Basic auth guard

This guide covers authenticating HTTP requests using the HTTP Basic Authentication protocol. You will learn:

  • How basic authentication works and when to use it
  • How to configure the basic auth guard and user provider
  • How to authenticate requests using basic auth
  • How to protect routes with the auth middleware

Overview

The Basic auth guard implements the HTTP authentication framework. The client sends credentials as a base64-encoded string in the Authorization header with each request. For example, Authorization: Basic am9obkBleGFtcGxlLmNvbTpzZWNyZXQ= contains the email and password for a user.

Basic authentication is stateless because the server does not maintain any persistent sessions or issue tokens. Instead, the client must include the credentials in every request. Because credentials are sent in plain (only base64 encoded), basic authentication must always be used over HTTPS in production.

While simple to set up, basic authentication is not recommended for production applications due to the lack of modern security features like MFA or account management. It is primarily used during early development or for simple internal tools.

Configuring the guard

First, define the basic auth guard in your config/auth.ts file. You must import basicAuthGuard and basicAuthUserProvider from the @adonisjs/auth/basic_auth module.

config/auth.ts
import { defineConfig } from '@adonisjs/auth'
import { basicAuthGuard, basicAuthUserProvider } from '@adonisjs/auth/basic_auth'

const authConfig = defineConfig({
  default: 'basic',
  guards: {
    basic: basicAuthGuard({
      provider: basicAuthUserProvider({
        model: () => import('#models/user'),
      }),
    }),
  },
})

export default authConfig

The basicAuthUserProvider uses your User model to find and verify credentials. It expects the model to have a verifyCredentials static method, which is typically provided by the AuthFinder mixin.
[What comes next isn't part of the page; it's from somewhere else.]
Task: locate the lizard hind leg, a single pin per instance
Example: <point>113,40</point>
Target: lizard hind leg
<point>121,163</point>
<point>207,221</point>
Configuring the User model

The basicAuthUserProvider works with any Lucid model that represents your user entity. During installation, the add command generates a User model with the withAuthFinder mixin applied.

app/models/user.ts
import { DateTime } from 'luxon'
import { compose } from '@adonisjs/core/helpers'
import { BaseModel, column } from '@adonisjs/lucid/orm'
import hash from '@adonisjs/core/services/hash'
import { withAuthFinder } from '@adonisjs/auth/mixins/lucid'

/**
 * Applying the withAuthFinder mixin adds the verifyCredentials
 * static method to your model.
 */
const AuthFinder = withAuthFinder(() => hash.use('scrypt'), {
  uids: ['email'],
  passwordColumnName: 'password',
})

export default class User extends compose(BaseModel, AuthFinder) {
  @column({ isPrimary: true })
  declare id: number

  @column()
  declare email: string

  @column()
  declare password: string

  @column.dateTime({ autoCreate: true })
  declare createdAt: DateTime

  @column.dateTime({ autoCreate: true, autoUpdate: true })
  declare updatedAt: DateTime
}

Authenticating requests

Clients must include the Authorization header with the word Basic followed by a space and the base64-encoded credentials (usually email:password).

Authorization: Basic am9obkBleGFtcGxlLmNvbTpzZWNyZXQ=

Using the auth middleware

Apply the auth middleware to routes that require authentication. The middleware automatically reads the header, verifies the credentials using the configured provider, and attaches the user to the HTTP context.

start/routes.ts
import { middleware } from '#start/kernel'
import router from '@adonisjs/core/services/router'

router
  .get('/projects', async ({ auth }) => {
    /**
     * The auth.user property is now the authenticated user.
     * Use auth.getUserOrFail() to avoid non-null assertions.
     */
    const user = auth.getUserOrFail()
    return user.related('projects').query()
  })
  .use(middleware.auth({ guards: ['basic'] }))

The middleware throws E_UNAUTHORIZED_ACCESS if the credentials are missing or invalid.

Manual authentication

To authenticate without the middleware, call auth.authenticate() or auth.authenticateUsing().

start/routes.ts
router.get('/projects', async ({ auth }) => {
  /**
   * Authenticate using the default guard.
   * Throws E_UNAUTHORIZED_ACCESS on failure.
   */
  const user = await auth.authenticate()
  
  return user.related('projects').query()
})
Warning

Basic authentication performs a database lookup and password verification on every request. This is computationally expensive compared to session or token-based authentication. If performance is a concern, consider moving to the Session guard or Access tokens guard as your application grows.